0 to 100K users in 10 years: how Stan got to where it is

I did a talk at Simons Foundation on how Stan was initially developed and how it got to where it is today:

It was the first time I’d presented this and I was having so much fun I ran out of time near the end. If you’d like to go more slowly, here’s

Also, here’s a direct link to the the TV clip that was played near the start of the talk.

5 thoughts on “0 to 100K users in 10 years: how Stan got to where it is

  1. Bob:

    Thanks for posting this. It’s soooo satisfying to be part of a collaborative project that gets used by so many people. I’d like to thank the U.S. taxpayers, along with various other funders, for their support for this and related projects.

  2. One of the fundamental reasons I cite for Stan’s success in the talk is the marketing reach of this blog (and secondarily your textbooks). For marketing purposes, I think Twitter would’ve worked just as well. Of course, I also mention that my reasoning is all entirely retrospective, so who knows if I’ve identified the correct reasons—I’m just trying to lay out what we were trying to do and how we went about it and what I think worked and didn’t. For example, I say that getting governance sorted out was huge (and I mention some missteps along the way). It required me letting go of the reins, which reduced my and Daniel Lee’s stress level(s) tremendously, so I may just be citing things that were important to us more than the project as a whole. Anyway, take it all with the grain of salt as the retrospective commentary it is.

    P.S. While we’re at it, let’s also thank the Slovenian taxpayers.

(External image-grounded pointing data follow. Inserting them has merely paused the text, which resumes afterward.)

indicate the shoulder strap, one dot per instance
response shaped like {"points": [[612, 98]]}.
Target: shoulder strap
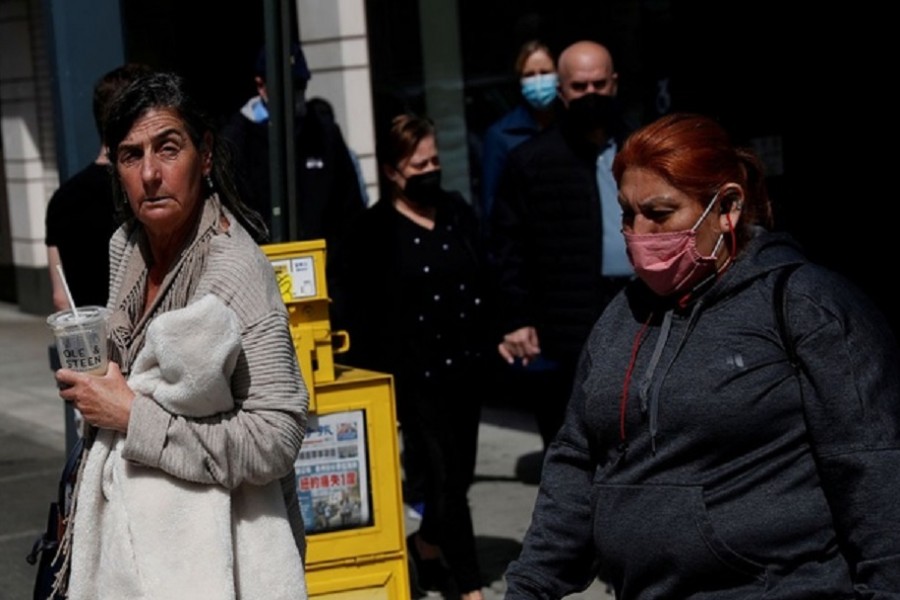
{"points": [[780, 303], [68, 474]]}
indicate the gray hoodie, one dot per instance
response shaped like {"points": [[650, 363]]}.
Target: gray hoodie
{"points": [[692, 466]]}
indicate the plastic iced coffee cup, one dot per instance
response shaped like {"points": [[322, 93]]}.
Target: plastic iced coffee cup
{"points": [[81, 338]]}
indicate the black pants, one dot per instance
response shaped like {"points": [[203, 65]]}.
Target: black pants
{"points": [[439, 424]]}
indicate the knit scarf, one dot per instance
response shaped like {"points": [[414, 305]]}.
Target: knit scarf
{"points": [[128, 322]]}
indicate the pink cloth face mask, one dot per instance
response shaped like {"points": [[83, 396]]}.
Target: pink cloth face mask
{"points": [[670, 262]]}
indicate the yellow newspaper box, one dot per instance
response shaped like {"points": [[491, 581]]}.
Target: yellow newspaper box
{"points": [[348, 471]]}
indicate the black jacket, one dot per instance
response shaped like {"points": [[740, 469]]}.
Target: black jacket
{"points": [[328, 193], [546, 240]]}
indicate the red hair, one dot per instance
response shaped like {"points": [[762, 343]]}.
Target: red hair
{"points": [[694, 154]]}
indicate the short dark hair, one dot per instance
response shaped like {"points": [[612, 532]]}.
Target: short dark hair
{"points": [[406, 131], [109, 85], [164, 90]]}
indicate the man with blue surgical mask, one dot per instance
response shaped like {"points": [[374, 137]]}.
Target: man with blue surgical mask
{"points": [[328, 193], [536, 71], [556, 230]]}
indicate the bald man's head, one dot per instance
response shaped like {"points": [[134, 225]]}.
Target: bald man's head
{"points": [[586, 68]]}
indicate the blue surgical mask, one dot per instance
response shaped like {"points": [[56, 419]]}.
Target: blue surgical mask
{"points": [[539, 90]]}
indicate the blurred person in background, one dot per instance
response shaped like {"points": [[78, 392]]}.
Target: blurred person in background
{"points": [[535, 70], [328, 191], [413, 291], [555, 233]]}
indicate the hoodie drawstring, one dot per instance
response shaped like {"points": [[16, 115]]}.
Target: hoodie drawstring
{"points": [[657, 383], [623, 402]]}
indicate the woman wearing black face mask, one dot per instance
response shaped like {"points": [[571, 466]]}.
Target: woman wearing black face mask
{"points": [[411, 286]]}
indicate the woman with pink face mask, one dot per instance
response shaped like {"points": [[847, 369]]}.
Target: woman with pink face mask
{"points": [[734, 425]]}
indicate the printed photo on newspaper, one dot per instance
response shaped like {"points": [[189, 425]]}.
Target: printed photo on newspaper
{"points": [[332, 473]]}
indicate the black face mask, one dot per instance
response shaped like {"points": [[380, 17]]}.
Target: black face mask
{"points": [[592, 112], [424, 189]]}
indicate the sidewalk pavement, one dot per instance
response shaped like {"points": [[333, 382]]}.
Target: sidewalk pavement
{"points": [[32, 452]]}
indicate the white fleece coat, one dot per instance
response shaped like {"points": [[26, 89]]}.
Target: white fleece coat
{"points": [[146, 534]]}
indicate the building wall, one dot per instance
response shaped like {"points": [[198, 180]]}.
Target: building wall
{"points": [[29, 153], [334, 38]]}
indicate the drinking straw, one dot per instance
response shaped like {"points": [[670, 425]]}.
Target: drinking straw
{"points": [[66, 287]]}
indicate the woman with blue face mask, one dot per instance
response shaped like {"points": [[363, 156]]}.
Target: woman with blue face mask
{"points": [[536, 71]]}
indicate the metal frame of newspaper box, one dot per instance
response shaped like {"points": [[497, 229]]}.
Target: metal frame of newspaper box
{"points": [[348, 470]]}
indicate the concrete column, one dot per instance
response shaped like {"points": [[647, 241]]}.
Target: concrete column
{"points": [[29, 153], [444, 97], [334, 38]]}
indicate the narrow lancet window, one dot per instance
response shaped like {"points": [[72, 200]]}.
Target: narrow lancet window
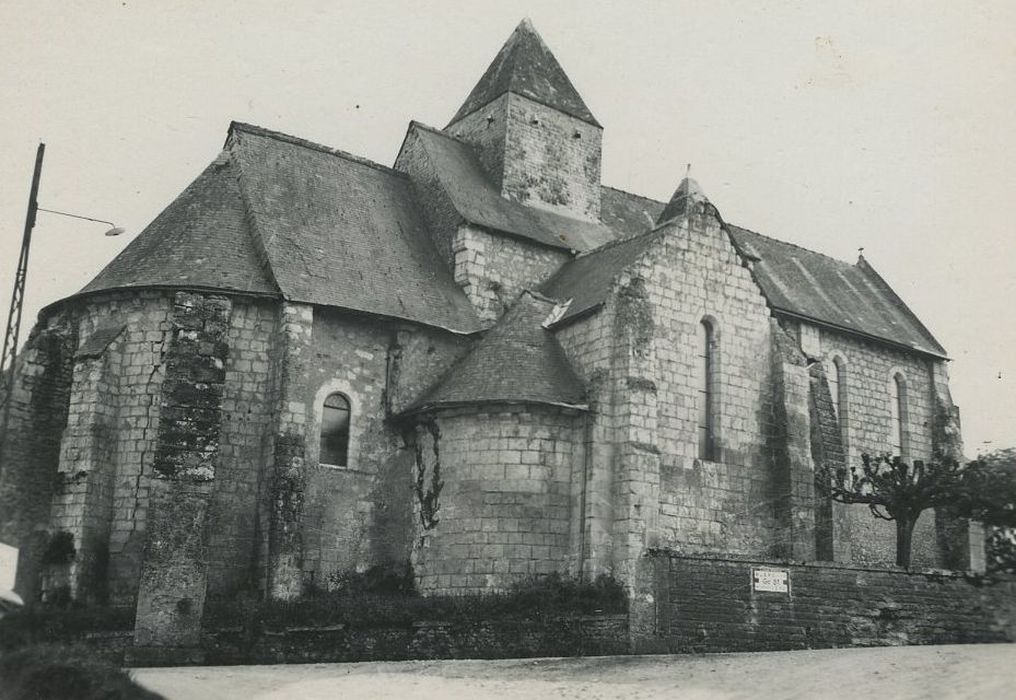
{"points": [[335, 431], [897, 415], [704, 369], [838, 393]]}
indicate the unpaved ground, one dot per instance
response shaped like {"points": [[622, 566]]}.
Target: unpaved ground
{"points": [[914, 672]]}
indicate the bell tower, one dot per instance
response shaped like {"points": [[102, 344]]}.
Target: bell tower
{"points": [[534, 135]]}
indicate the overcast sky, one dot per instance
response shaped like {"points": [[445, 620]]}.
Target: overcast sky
{"points": [[835, 126]]}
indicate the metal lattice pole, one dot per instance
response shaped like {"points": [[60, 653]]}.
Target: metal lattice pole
{"points": [[17, 300]]}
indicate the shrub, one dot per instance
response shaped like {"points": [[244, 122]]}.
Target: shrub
{"points": [[60, 672], [389, 605], [43, 625]]}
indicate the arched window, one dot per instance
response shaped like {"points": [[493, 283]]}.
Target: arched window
{"points": [[837, 390], [897, 415], [705, 367], [335, 431]]}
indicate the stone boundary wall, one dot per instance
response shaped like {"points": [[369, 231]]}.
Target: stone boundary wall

Erik Štrumbelj was awarded a Slovenian Science Foundation grant early in the project’s life to build GPU capability for Stan. Erik then brought in amazing grad students like and Rok Çesnovar and Tadej Ciglarič, who subsequently made core upgrades to our C++ infrastructure well beyond the GPU layer. Not to mention Novartis, their financial contributions, and letting Sebastian Weber work on the project—he added core multiprocessing and multithreading that we wouldn’t have otherwise.

  3. As a complete non-expert when it comes to the heavy math/CS side of things, I thought the history lesson of what the technical landscape was prior to Stan was very interesting. I was also idly curious what about R made you mention it as a bad role model as a language/community? Is that because it has really limited governance?

  4. First, thanks for posting slides in addition to the video! I wish everyone did that.

    For me, the most interesting part was about project governance and engaging with the community. I think the Stan community is amazing.

    I find it surprising that you didn’t do code review initially. I now try to do code review in every project with more than one person. Or if I am fixing an issue in an open source library, try to engage the person who submitted the issue in code review. Of course with C++ that’s a bit more tricky.

  5. Very cool. Thanks so much for Stan! I use it every day (either Stan or a high-level interface like brms).

    From my perspective, the high level interfaces like brms and great model checking and viz tools like the loo package and bayesplot have been key to promoting Stan to the masses. On the Stan forum, a large volume of questions involve using those high-level interfaces like brms. These seem to be most frequently from non-statisticians who are using it in their field. The visualization tools and model checking tools have really made a pretty cohesive, complete workflow, possible (and relatively user friendly). Like you say in the slides, the community is great.